In vivo anti-tumor efficacy
Anti-tumor examine of AS1411-HSA-LDP-AE in KYSE520 tumor-bearing mice
Feminine thymus-free BALB/c nude mice had been bought from Hangzhou Ziyuan Laboratory Animal Expertise Co., Ltd (Hangzhou, China). To review the impact of AS1411-HSA-LDP-AE on tumor development, KYSE520 cells (4.5 × 106 wells) had been subcutaneously implanted in the fitting axilla of 18–20 g feminine BALB/c nude mice. When the tumor quantity reached 60–80 mm3, the nude mice had been randomly divided into 3 teams, with 5 mice in every group. The management group didn’t obtain any therapy; the drug-treated group was given completely different concentrations of AS1411-HSA-LDP-AE (0.6 mg/kg, 1.2 mg/kg) by means of the tail vein as soon as per week for a complete of two instances. The physique weight and tumor quantity of mice had been recorded each different day. The formulation for calculating tumor quantity is V=(a×b2)/2 (V is the tumor quantity, a is the tumor’s lengthy diameter, and b is the tumor’s brief diameter). The tumor development inhibition fee was calculated as [1-(tumor terminal volume of the drug-treated group-tumor initial volume of the drug-treated group)/(tumor terminal volume of control group-tumor initial volume of control group)]×100%. On the finish of therapy, all nude mice had been killed by the CO2 technique, and tumor tissues had been remoted, photographed, and weighed. The principle organ tissues and tumor tissues had been eliminated had been additional analyzed. For the histological evaluation, the center, liver, spleen, lung, kidney, abdomen, and small gut had been fastened in 4% paraformaldehyde for hematoxylin and eosin (H&E) staining. Tumor apoptosis and proliferation had been studied by immunohistochemical (IHC) staining evaluation in tumor sections, and nucleolin expression in numerous teams was analyzed.
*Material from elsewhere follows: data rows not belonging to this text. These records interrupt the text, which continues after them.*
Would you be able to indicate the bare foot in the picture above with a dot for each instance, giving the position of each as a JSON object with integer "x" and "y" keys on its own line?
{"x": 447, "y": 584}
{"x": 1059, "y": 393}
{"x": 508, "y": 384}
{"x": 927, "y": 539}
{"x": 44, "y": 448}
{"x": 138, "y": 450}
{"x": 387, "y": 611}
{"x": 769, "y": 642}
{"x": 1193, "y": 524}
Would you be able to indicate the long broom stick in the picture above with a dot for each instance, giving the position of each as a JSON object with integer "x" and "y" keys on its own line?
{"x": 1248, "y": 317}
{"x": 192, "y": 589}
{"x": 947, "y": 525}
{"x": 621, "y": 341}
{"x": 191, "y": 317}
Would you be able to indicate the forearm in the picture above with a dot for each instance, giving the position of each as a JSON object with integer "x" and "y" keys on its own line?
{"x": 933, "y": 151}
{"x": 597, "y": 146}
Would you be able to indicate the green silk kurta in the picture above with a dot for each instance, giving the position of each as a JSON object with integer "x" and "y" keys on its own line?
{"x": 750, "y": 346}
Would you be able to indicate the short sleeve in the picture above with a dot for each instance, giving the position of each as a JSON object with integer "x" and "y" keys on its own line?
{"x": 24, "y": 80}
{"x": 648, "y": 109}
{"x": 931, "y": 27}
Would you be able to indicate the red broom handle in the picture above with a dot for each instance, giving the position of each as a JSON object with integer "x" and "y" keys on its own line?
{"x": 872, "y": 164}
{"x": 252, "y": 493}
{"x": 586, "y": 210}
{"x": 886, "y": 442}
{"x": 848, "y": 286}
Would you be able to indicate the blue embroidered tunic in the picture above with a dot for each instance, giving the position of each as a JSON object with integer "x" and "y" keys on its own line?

Anti-tumor exercise in EC109 cell xenograft in athymic mice
EC109 cells (5 × 106 cells) had been suspended in 200 µL PBS and injected subcutaneously into the fitting axilla of 18–20 g feminine BALB/c nude mice. When the tumor quantity reached 60–80 mm3, the nude mice had been randomly divided into 2 teams, 6 nude mice in every group, together with a management group and a drug-treated group. The management group didn’t obtain any therapy, and the drug-treated group was injected with 200 µL AS1411-HSA-LDP-AE (1.6 mg/kg) by way of the tail vein as soon as per week for a complete of two instances in two weeks. The tumor quantity and weight of the mice had been monitored each 2 days. After 2 weeks of drug administration, the nude mice had been killed, and the tumor tissues had been collected, photographed, and weighed. The principle organs of the nude mice had been eliminated for histological evaluation. The formulation for calculating tumor quantity and tumor development inhibition fee is identical as above.
Statistical evaluation
All information had been obtained from no less than 3 unbiased experiments and introduced as imply ± commonplace deviation. SPSS software program was used for statistical testing and Graphpad Prism software program was used for plotting. The t-test was used to match between two teams, and a one-way evaluation of variance was used to match between a number of teams. P < 0.05 was thought-about statistically important.